Our featured participant today is Ordinary Average Thoughts, where the “play” poem for Day 16 veers off in a rather odd direction, but it was so interesting I couldn’t help but feature it!
We bring you a new interview today, and this one is very special to us, because it is with a poet who has long participated in Na/GloPoWriMo – Uma Gowrishankar. Her book of poems, Birthing History, was published last year by Leaky Boot Press. You can read her current crop of Na/GloPoWriMo poems here, some more of her work here, and you can check out our interview with her here.
Our prompt for the day (optional as always) follows Gowrishankar’s suggestion that we write a poem re-telling a family anecdote that has stuck with you over time. It could be the story of the time your Uncle Louis caught a home run ball, the time your Cousin May accidentally brought home a coyote and gave it a bath, thinking it was a stray dog, or something darker (or even sillier).

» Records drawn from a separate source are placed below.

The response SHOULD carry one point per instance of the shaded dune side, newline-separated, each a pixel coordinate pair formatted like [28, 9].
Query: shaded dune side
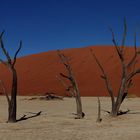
[37, 73]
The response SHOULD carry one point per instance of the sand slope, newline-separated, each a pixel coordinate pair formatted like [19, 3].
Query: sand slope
[37, 73]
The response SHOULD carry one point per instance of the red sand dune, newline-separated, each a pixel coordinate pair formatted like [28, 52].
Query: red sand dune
[37, 73]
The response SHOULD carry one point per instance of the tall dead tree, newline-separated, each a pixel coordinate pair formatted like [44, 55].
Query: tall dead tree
[73, 87]
[128, 71]
[10, 63]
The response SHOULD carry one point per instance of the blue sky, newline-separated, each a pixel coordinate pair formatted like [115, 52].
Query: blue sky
[45, 25]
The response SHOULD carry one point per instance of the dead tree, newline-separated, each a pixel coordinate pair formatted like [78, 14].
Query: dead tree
[128, 71]
[73, 88]
[10, 63]
[99, 111]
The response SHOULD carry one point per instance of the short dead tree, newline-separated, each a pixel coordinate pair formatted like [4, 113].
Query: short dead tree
[128, 71]
[73, 87]
[10, 63]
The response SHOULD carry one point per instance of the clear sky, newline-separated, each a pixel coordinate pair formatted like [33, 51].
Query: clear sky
[45, 25]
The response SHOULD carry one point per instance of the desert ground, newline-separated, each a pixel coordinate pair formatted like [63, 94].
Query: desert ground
[37, 73]
[57, 121]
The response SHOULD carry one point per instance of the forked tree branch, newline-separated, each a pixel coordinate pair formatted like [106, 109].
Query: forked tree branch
[105, 77]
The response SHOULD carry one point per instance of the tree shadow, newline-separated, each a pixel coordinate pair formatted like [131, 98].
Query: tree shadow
[25, 117]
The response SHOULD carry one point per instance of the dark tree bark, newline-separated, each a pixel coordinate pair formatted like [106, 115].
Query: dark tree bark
[12, 102]
[73, 88]
[128, 72]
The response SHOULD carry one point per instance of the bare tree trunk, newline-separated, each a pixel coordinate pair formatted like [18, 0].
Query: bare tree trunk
[12, 109]
[99, 111]
[10, 63]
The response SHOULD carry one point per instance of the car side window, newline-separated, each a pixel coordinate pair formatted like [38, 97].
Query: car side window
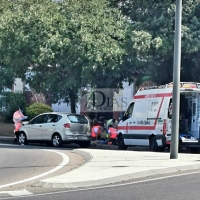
[52, 118]
[39, 120]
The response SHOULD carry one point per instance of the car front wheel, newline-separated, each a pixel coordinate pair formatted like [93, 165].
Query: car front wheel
[22, 140]
[85, 144]
[56, 140]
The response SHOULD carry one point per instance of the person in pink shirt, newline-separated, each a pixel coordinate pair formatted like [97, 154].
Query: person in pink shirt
[17, 119]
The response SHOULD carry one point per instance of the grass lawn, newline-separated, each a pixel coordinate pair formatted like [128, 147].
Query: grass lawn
[6, 129]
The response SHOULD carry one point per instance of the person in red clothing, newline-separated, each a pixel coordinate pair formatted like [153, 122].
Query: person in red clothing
[96, 131]
[17, 119]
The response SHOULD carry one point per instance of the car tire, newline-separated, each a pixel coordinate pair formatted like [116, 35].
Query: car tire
[85, 144]
[153, 145]
[194, 150]
[21, 138]
[57, 140]
[121, 144]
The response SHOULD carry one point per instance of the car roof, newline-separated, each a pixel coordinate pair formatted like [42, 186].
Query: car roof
[66, 113]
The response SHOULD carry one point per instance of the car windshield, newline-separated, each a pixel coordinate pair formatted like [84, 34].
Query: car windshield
[77, 119]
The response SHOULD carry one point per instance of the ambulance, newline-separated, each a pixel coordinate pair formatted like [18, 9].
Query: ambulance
[148, 118]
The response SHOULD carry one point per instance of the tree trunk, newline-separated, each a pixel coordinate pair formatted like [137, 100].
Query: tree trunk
[72, 97]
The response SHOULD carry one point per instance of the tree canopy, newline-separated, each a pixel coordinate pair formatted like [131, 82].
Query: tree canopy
[60, 47]
[68, 45]
[158, 19]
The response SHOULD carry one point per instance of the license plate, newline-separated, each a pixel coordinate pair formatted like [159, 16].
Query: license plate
[188, 140]
[82, 137]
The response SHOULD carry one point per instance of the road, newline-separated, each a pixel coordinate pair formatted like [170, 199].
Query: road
[176, 187]
[21, 166]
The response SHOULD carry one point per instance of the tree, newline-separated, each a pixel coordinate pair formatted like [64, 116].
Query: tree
[61, 43]
[7, 78]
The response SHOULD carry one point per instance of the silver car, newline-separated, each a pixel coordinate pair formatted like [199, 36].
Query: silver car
[56, 128]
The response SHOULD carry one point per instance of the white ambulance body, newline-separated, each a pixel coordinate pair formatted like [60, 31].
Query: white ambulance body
[147, 120]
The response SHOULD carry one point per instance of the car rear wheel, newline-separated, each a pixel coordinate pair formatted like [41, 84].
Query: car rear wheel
[22, 140]
[85, 144]
[57, 140]
[153, 145]
[121, 144]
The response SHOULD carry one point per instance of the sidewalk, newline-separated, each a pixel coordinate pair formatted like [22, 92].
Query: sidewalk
[111, 166]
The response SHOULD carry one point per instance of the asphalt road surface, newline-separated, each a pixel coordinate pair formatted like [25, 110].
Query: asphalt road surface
[21, 166]
[178, 187]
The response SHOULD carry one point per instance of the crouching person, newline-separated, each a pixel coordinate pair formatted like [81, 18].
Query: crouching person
[96, 131]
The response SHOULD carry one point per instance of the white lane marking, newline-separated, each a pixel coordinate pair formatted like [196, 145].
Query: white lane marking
[16, 193]
[64, 162]
[108, 186]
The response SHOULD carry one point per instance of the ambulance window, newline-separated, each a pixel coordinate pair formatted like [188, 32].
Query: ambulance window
[141, 109]
[170, 109]
[129, 112]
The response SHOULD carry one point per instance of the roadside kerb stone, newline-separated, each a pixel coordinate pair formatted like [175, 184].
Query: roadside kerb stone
[109, 166]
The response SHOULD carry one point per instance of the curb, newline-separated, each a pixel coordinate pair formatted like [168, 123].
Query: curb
[88, 157]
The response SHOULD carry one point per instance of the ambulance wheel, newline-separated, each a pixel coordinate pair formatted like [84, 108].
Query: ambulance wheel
[153, 145]
[121, 144]
[22, 140]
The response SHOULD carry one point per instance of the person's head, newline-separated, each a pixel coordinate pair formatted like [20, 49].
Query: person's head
[20, 109]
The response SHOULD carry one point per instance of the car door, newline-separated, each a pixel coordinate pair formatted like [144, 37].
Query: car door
[34, 127]
[127, 123]
[48, 128]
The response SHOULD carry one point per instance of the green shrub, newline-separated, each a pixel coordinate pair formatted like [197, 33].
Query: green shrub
[10, 103]
[36, 109]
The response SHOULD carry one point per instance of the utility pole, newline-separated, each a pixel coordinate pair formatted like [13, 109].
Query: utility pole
[176, 82]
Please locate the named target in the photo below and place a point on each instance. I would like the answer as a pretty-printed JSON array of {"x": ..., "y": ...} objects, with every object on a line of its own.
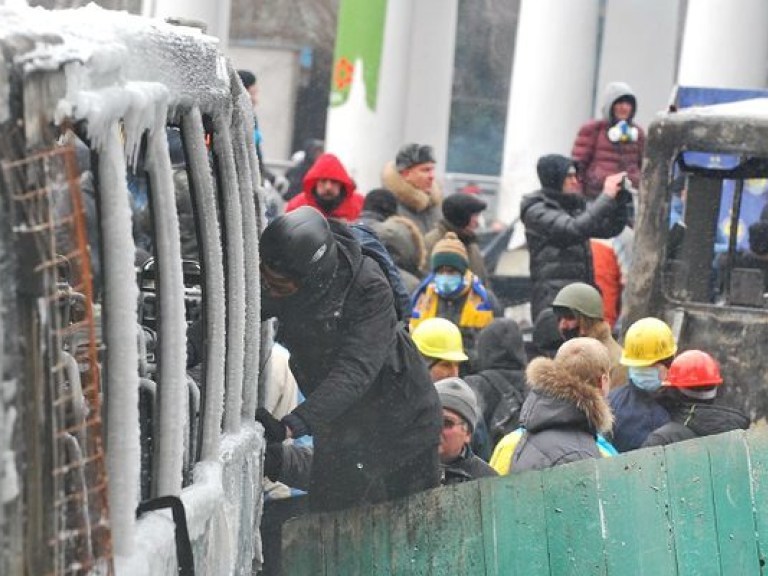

However, I have chosen the Poetry School prompt today as I often write about family and the only anecdotes that come to mind after a day at work are not inspiring poetry.
The Poetry School Day 17
Day 17: Spells, Charms and Hexes
There’s a close link between the poem and the spell: the belief in the power of words used exactly, the entwining of sound and meaning, the importance of rhythm and timing. And the oldest surviving poems are often charms, prayers and rituals. Among the most famous (in English) of these are the 12 surviving Anglo Saxon metrical charms, which have been translated by, among many others, poets such as Sarah Westcott and Richard Osmond. Today’s first example poem is the ‘Charm for Delayed Birth’, given here in both Old and modern English (you can find Westcott’s translation of the same poem in her book Slant Light).
Your second example poem is a little more modern: it’s Muriel Rukeyser’s 1947 poem ‘A Charm for Cantinflas’. More recently still, a number of excellent books from the last 18 months are full of spell poems, from healing charms to hexes, including Abigail Parry’s Jinx, Rebecca Perry’s Savage, and Richard Osmond’s Useful Verses, all of which are worth checking out.
A final note: your poem can be any kind of spell, but it should be a spell itself – no poems about spells.
I enjoyed reading A Charm for Cantinflas BY MURIEL RUKEYSER it was certainly a poem which wove magic, you reach the bottom and instantly want to read it again.
I am not entirely sure I have written a spell poem and it is definitely not a patch on those I have read.
- Wið færstice – For a Sudden Stitch
- You find a Miller’s wife, here, in the 21st century. Coffin nails
- to make a necklace, a woman – brave enough to wear it.